I find that I retain less of audiobooks than I do of books I process visually (ebooks or paper books). For scifi and other fiction that's not a problem, and for many non-work related books that's acceptable. For work-related books, or books that I really want to explore, I end up buying a visual copy in addition to the audio copy. (How about bundling the three options, publishers, ebook, book, and audio file, for a discount? Huh? Too advanced for you?)

As with client, so is locale and trip: a little research does a lot of good. Taking a look at a map and figuring out how your hotel, client, and airport relate to each other, figuring out the major thoroughfares, locating restaurants and convenience stores nearby, picking interesting locations to visit if there's downtime, the possibilities are endless.

Same with the trip: research the airports involved, if some are unfamiliar to you, and the amenities available at each; research the hotel and its amenities and the neighborhood. Weather is always good to know, and sometimes a quick question on internet forums catering to your personal interests may lead to interesting discoveries.

Travel vests are lifesavers. I used to wear tactical pants and tactical shirts to fly. This is a bad idea: you spend a lot of time at security emptying and refilling pockets. Two better alternatives are the fanny pack and the travel vest. With either you just put them on the conveyor belt without taking anything out of their pockets. I used to prefer fanny packs (worn in front), but some places have "no bag" rules, and some airlines want to count them as your personal piece of luggage, so travel vests won.

In my experience nothing beats a Scottevest travel vest; its pocket-in-pocket architecture allows me to keep things organized, its structure lets me carry a lot of weight with comfort, and its Personal Area Network is a great way to keep wires out of the way.
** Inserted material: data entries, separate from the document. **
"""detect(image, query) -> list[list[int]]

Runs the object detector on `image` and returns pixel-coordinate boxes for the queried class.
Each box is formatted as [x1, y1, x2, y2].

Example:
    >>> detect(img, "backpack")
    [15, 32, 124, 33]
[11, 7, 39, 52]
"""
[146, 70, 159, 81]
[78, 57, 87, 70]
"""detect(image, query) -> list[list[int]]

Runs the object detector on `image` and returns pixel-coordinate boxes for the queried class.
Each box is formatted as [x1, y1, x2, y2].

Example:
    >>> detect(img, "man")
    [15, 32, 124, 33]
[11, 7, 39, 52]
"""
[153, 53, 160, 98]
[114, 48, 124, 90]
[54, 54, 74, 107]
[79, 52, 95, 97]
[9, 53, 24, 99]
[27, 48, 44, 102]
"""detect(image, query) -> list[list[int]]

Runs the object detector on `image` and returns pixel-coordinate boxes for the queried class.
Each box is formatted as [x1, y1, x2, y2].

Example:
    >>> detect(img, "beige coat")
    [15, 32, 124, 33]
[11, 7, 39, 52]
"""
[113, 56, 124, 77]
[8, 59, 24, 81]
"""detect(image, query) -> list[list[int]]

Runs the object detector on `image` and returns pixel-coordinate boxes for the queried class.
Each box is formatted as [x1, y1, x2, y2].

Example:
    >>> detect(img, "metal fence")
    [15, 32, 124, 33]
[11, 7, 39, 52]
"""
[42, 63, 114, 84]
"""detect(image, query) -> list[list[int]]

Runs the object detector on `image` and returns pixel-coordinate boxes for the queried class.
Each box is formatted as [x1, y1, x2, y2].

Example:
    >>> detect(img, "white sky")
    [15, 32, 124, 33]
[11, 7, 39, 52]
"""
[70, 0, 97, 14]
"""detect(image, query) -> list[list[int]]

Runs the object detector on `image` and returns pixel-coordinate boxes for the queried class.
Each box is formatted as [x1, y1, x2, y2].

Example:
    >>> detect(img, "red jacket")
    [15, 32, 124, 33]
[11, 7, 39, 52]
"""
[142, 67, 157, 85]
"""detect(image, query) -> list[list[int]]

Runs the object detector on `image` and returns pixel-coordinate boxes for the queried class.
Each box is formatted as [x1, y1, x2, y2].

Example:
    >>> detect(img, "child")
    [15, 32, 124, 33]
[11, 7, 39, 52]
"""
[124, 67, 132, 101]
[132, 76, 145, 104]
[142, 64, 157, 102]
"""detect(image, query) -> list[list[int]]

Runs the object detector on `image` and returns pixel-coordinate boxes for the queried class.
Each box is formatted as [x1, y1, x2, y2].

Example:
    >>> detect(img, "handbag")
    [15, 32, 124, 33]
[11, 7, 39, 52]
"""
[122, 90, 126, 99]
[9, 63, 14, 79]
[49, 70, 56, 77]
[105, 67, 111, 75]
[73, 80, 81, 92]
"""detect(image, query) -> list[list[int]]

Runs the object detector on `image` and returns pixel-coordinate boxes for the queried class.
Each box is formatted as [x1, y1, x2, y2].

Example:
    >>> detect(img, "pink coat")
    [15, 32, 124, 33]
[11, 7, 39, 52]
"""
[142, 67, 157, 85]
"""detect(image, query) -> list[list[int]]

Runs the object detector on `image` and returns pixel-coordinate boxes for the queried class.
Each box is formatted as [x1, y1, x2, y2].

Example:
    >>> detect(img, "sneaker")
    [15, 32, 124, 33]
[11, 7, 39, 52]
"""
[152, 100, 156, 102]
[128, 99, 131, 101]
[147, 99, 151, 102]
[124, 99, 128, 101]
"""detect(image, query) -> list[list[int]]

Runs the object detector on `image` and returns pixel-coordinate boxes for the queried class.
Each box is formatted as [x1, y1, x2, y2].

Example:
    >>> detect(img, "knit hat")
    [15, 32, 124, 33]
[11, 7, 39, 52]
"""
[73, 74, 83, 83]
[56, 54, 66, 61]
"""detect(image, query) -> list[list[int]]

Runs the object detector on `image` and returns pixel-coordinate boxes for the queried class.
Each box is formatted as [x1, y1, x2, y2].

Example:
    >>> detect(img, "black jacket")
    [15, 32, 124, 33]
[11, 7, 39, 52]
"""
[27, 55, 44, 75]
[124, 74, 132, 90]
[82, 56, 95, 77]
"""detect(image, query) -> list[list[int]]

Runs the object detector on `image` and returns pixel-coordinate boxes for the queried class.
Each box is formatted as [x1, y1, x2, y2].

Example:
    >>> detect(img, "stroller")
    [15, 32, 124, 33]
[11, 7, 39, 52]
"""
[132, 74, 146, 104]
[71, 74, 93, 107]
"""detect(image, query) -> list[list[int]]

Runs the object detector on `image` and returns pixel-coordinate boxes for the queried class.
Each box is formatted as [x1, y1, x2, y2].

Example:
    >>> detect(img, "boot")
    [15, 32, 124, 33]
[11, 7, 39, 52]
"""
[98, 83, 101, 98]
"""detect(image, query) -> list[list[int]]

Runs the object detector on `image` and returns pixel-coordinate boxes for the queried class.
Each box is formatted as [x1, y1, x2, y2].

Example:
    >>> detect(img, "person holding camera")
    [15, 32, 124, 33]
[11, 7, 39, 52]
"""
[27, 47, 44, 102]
I have several cargo vests, including two Scottevests, a Columbia, a Trail Designs, and a Paul & Shark, and I'm buying more Scottevests.

Avoid airline food, drink as much water as they'll give you, and carry multivitamins. Airline food is not as bad as it's made out to be, but just barely. If you want to eat airline food, ask for one of the alternative meals when you make the reservation. Alternative meals are usually handled more carefully and generally better prepared.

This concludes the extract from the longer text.